As students, we shouldn’t be forced to take part in weapons development, or maintain silence while university management gears research towards this destruction. Management cares most about their bottom line and propping up the Australian war machine. On the other hand, we have an interest in free, quality education which is primarily about improving the society we live in.
“As the collaboration develops,” they note, “both parties intend to embed staff within each other’s organisation to accelerate the translation of research and development into solutions that bring impact to the community, particularly focusing on national security outcomes.”

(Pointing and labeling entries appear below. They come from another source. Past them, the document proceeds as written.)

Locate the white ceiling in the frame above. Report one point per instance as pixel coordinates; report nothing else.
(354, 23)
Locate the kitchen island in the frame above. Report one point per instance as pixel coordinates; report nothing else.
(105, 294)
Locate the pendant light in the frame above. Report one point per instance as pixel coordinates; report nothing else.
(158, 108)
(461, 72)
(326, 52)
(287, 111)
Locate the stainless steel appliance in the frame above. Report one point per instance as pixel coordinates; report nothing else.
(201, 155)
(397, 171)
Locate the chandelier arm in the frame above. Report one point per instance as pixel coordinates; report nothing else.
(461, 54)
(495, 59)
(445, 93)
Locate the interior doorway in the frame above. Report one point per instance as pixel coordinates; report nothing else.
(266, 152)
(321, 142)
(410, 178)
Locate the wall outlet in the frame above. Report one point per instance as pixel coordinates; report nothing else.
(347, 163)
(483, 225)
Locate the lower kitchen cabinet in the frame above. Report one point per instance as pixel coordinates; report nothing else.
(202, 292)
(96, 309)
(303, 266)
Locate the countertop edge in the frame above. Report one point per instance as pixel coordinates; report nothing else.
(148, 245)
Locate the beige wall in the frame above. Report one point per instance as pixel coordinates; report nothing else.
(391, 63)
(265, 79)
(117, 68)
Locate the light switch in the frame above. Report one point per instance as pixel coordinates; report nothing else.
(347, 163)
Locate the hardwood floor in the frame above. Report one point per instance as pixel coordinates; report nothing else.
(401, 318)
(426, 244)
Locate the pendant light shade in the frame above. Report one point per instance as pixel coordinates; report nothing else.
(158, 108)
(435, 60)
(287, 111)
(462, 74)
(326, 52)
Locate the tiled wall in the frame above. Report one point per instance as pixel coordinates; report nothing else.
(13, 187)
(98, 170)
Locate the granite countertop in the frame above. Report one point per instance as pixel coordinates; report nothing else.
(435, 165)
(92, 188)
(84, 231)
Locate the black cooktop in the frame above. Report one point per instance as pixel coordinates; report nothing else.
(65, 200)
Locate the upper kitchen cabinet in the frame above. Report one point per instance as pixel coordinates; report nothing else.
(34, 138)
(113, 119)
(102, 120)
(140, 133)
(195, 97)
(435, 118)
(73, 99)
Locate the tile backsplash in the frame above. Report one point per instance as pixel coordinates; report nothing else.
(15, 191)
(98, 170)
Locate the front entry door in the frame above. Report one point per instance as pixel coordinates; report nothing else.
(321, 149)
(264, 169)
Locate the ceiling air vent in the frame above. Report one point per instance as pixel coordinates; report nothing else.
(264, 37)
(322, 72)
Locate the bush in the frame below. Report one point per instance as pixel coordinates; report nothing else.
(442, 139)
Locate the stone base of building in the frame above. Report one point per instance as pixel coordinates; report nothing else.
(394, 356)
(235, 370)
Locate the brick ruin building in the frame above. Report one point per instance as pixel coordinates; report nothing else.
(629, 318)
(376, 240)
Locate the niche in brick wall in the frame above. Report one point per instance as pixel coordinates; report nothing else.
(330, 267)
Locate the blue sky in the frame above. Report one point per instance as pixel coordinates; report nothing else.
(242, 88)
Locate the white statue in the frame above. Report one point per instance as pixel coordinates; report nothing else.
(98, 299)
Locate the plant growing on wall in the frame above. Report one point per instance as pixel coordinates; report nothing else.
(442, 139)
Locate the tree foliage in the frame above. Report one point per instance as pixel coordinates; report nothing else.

There are an increasing number of projects on campus explicitly geared towards furthering the ability of the Australian armed forces to wage war. Further, even seemingly harmless coursework, well outside of transparently militaristic projects, may involve training AI or developing some part of a military system for ulterior defence motives.
If we want management to cut ties with Thales, we are going to have to fight for it. The University should tear up its renewed agreement with Thales, get rid of all joint projects, sack Belinda Hutchinson, and redirect money from military partnerships into free, quality education that exists for the good of humanity.
This is why in order to win, we need all the help we can get. Management cheerfully tells us that weapons development helps “make Australia and the world a better place to live”. They are not going to change their minds unless we force them to.